With parents uncomfortable talking to their kids about sex and schools unable to teach them about it, more and more Ugandan girls and boys risk growing up ignorant about sexual health and family planning. So Chicken & Chips takes real-life discussions gathered during focus groups, uses puppets to address controversial issues and tries to teach through TV.

One show sent a reporter onto the streets to ask Ugandans about their condom use. Another addressed cervical cancer, now the most common type of cancer in the country. And in another episode, the puppets discuss their HIV status.
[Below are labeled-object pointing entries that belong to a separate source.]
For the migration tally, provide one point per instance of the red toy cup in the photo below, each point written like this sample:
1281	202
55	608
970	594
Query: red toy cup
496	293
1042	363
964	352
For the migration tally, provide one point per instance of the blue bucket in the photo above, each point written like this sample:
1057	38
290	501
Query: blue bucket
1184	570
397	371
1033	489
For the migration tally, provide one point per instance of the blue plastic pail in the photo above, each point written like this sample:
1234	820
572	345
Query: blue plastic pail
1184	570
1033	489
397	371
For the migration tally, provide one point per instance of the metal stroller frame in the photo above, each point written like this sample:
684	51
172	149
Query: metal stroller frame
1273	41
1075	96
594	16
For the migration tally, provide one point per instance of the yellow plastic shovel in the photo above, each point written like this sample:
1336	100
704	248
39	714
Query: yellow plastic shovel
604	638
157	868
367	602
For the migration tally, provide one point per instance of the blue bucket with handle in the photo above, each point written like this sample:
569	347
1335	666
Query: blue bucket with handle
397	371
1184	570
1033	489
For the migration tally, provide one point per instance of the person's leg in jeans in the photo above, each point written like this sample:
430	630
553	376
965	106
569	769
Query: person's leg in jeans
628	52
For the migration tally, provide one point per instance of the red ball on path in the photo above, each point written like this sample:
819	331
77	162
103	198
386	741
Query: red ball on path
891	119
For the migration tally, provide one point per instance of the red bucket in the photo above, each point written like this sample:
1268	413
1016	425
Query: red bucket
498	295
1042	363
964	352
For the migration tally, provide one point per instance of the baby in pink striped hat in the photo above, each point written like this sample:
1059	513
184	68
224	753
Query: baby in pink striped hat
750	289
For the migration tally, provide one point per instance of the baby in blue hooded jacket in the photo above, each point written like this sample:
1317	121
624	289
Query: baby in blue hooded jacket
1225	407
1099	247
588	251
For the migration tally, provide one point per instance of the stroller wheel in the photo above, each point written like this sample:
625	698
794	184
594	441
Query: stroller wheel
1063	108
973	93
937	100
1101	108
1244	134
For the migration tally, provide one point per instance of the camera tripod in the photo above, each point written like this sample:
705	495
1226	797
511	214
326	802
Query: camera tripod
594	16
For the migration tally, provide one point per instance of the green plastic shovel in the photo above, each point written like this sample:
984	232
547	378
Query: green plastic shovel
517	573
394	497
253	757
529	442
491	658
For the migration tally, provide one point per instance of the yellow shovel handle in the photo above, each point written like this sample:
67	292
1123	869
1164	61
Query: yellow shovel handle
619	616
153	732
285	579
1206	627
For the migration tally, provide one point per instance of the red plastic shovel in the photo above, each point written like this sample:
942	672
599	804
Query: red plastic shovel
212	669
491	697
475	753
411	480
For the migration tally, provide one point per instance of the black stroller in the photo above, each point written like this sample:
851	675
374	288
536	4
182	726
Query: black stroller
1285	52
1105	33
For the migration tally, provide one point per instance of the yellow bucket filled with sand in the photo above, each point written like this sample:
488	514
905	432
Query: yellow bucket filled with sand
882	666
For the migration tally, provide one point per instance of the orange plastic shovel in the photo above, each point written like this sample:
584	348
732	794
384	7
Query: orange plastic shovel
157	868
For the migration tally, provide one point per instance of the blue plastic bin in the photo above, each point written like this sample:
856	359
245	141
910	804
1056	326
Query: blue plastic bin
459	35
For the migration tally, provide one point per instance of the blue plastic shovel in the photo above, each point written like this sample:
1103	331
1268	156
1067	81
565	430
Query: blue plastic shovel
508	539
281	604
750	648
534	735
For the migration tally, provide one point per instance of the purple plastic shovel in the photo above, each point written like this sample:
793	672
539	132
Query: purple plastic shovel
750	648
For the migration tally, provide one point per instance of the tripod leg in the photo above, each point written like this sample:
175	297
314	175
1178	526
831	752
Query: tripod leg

According to AVERT, Uganda’s adult HIV prevalence rate was 7.1 percent in 2015 and the majority of new HIV infections occur among women aged between 15 and 24.

“Right now I have no idea,” says one female puppet, laughing loudly, when asked what her status is. “I’m existing, I’m not yet sick.”

Even as Chicken & Chips clashes with some of the more conservative views in Uganda, Tindichebwa says she would be more than happy for her 12-year-old daughter to watch the show. If only to help her daughter tell the difference between the facts and the playground myths.

“The truth is that she’s growing up. The bitter truth is that she’ll need to know about these things one way or the other,” says Tindichebwa. “And I won’t be the first person she hears it from.”